Without Sight, a Visionary Leader
Chieko Asakawa connects disabled users to the Web
When accessibility researcher Chieko Asakawa first started using computers, the word “accessibility” was not in common use, and the computer world was unwelcoming for many with disabilities. No text-to-speech technology was available to let Asakawa, who is blind, access text on computer screens. “However, I could see the potential to help bridge the gap between sighted and blind people with IT,” she says.
Now an IBM Fellow and CTO of accessibility research and technology for IBM Research, Asakawa arrived at IBM’s Tokyo lab in the early ’80s as a student researcher working on a Braille editing network. Before such a system connected accessibility workers across Japan, volunteers had to translate books by hand onto Braille paper, which could take a year per volume and resulted in duplicated efforts from region to region.
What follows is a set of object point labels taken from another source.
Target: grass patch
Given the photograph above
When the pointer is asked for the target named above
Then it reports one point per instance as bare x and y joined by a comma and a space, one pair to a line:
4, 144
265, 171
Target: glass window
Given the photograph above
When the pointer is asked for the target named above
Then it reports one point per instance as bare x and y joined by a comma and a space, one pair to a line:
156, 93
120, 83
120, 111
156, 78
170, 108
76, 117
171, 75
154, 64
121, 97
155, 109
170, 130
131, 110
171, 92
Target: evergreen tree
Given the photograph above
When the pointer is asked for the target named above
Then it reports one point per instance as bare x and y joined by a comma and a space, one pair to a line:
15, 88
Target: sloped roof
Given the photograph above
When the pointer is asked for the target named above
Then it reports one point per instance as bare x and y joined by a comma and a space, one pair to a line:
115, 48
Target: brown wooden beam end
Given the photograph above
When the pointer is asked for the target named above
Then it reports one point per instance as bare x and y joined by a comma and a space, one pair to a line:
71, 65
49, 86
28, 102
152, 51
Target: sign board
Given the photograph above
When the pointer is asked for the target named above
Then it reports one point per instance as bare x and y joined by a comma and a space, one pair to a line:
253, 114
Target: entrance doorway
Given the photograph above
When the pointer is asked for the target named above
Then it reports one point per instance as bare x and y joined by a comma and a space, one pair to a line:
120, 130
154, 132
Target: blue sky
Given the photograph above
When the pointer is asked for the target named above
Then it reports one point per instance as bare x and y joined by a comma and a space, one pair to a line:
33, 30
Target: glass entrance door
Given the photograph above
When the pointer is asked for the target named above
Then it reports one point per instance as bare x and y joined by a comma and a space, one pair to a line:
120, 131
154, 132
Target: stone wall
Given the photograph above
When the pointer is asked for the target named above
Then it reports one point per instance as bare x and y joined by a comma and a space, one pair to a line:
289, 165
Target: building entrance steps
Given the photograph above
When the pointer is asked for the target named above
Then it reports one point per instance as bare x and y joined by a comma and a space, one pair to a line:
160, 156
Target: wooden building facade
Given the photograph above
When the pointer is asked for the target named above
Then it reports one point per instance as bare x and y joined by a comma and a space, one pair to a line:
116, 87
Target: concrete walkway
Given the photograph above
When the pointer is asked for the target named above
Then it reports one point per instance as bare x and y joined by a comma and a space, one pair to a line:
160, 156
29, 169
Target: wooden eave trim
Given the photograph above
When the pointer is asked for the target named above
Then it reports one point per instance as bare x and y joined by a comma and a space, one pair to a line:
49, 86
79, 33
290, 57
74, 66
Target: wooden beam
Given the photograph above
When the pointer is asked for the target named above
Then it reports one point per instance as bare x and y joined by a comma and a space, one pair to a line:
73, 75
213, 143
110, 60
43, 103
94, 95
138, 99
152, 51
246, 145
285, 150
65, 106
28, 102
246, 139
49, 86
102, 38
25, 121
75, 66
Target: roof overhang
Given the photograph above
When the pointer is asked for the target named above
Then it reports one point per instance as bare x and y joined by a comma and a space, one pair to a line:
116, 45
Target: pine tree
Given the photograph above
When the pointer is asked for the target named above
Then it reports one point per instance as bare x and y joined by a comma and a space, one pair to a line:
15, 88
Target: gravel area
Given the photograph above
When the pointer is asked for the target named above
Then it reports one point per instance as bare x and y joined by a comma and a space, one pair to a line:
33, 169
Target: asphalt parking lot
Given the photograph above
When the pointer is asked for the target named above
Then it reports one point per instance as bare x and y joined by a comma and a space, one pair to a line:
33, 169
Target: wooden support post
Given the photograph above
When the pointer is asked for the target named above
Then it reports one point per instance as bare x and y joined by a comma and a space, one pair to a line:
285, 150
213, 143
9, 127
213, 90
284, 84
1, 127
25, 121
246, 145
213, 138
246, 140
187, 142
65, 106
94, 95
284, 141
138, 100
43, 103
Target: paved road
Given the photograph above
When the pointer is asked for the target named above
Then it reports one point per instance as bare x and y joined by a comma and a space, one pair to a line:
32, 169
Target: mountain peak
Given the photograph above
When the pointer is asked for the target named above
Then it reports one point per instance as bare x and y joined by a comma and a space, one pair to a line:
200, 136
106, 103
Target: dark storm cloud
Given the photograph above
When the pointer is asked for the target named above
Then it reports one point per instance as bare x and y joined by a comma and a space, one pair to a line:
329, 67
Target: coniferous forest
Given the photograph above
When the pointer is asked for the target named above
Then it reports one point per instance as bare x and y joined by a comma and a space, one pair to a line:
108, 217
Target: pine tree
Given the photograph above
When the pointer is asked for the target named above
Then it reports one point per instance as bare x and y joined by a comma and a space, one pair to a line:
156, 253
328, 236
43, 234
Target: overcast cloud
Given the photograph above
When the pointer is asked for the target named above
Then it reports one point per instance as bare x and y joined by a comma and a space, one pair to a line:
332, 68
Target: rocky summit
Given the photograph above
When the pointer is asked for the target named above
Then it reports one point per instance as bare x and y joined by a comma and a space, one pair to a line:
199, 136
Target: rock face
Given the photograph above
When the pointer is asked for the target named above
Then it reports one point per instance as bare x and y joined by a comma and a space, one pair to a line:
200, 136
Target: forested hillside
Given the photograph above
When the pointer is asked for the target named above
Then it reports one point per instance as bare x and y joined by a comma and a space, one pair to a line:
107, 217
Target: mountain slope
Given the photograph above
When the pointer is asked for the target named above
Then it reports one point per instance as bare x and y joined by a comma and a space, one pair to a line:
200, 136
“Internet technologies were a paradigm shift for persons with disabilities,” Asakawa says. “I cannot explain well enough how much accessibility technologies have been changing our lives and have potential to bring benefits.” Asakawa has long been one of the people driving those benefits, and it’s earned her fame in the technology world, including her IBM fellowship, induction into the Women in Technology International hall of fame, and this year’s Anita Borg Institute for Women in Technology’s Women of Vision award for leadership.